They don't recruit, that's dumb.
They don't murder anybody according to law, and only a small fraction of abortions take place after 12 weeks, which is pretty much the minimum possible amount of time that science estimates a fetus develops the ability to have a functioning nervous system. So in my view, very few "murders" actually happen.
I answered you. Now you answer me
You claim the operation of the nervous system is a defining point. Well what difference does that make when the unborn lack
autonoetic consciousness and
episodic memory which they do not acquire until long after birth. It goes back to a variation of an old analogy "if pain is registered and there is
little to no brain to perceive it, does the pain really exist?" Using this construct, infanticide should be allowed for infants whose brains are
severely damaged.
Infants born with anencephaly are a gold mine for PP. One boy of this type lived until he was two years old or so. Imagine all the harvesting that could be carried out in that period. Imagine all the money that could be generated to fund humanitarian causes.

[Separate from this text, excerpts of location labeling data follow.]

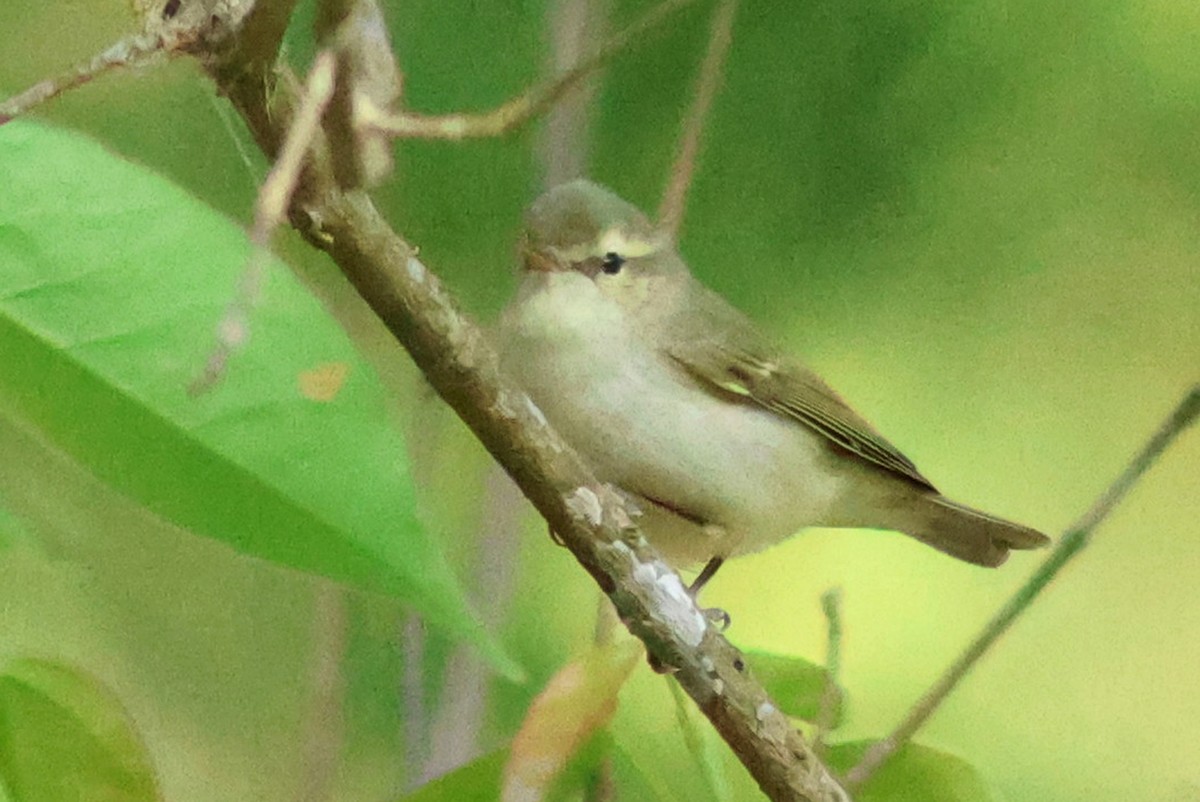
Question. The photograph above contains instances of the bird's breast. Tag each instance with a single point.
(646, 426)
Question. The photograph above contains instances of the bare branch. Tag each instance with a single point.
(563, 142)
(531, 103)
(831, 604)
(676, 195)
(130, 52)
(589, 518)
(1072, 543)
(325, 723)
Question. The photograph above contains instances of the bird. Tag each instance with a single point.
(726, 443)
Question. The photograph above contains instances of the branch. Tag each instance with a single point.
(831, 604)
(526, 106)
(1072, 543)
(675, 197)
(127, 52)
(588, 516)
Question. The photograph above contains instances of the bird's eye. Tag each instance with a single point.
(612, 263)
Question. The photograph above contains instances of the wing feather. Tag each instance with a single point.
(743, 367)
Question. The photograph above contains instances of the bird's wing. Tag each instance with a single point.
(743, 367)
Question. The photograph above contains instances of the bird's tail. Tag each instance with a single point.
(964, 532)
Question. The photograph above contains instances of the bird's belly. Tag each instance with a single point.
(649, 429)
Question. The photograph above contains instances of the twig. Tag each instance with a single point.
(127, 52)
(270, 210)
(412, 693)
(831, 604)
(684, 167)
(1072, 543)
(523, 107)
(589, 518)
(563, 143)
(324, 729)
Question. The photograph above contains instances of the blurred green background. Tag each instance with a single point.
(978, 220)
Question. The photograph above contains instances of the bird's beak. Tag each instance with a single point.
(538, 261)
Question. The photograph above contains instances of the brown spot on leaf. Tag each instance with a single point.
(323, 382)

In the Roman Empire people used to abort the unborn, or they would wait until they were born and then drop them in a special dump site outside the city limits. The earliest Christians wrote against this practice and against abortion. Not only did they oppose it they got in trouble for disobeying the State law and rescuing infants who had been exposed in this manner .
Do you think the thinkers and materialistic philosophers of that day opposed practices? Oh no, they were too busy pontificating about the qualities of living a virtuous life to worry about a person's right to life itself. Few religions placed a value on life for its own sake either. As today, the average person did what was convenient for their lifestyle.
You can quote the law but what is the "law" anymore but the opinions of a few judges who rule according to their personal intuition and whim. There is nothing in the constitution about the operation of the nervous system being the boundary for when we begin to honor the unborn as living human beings who are deserving of life.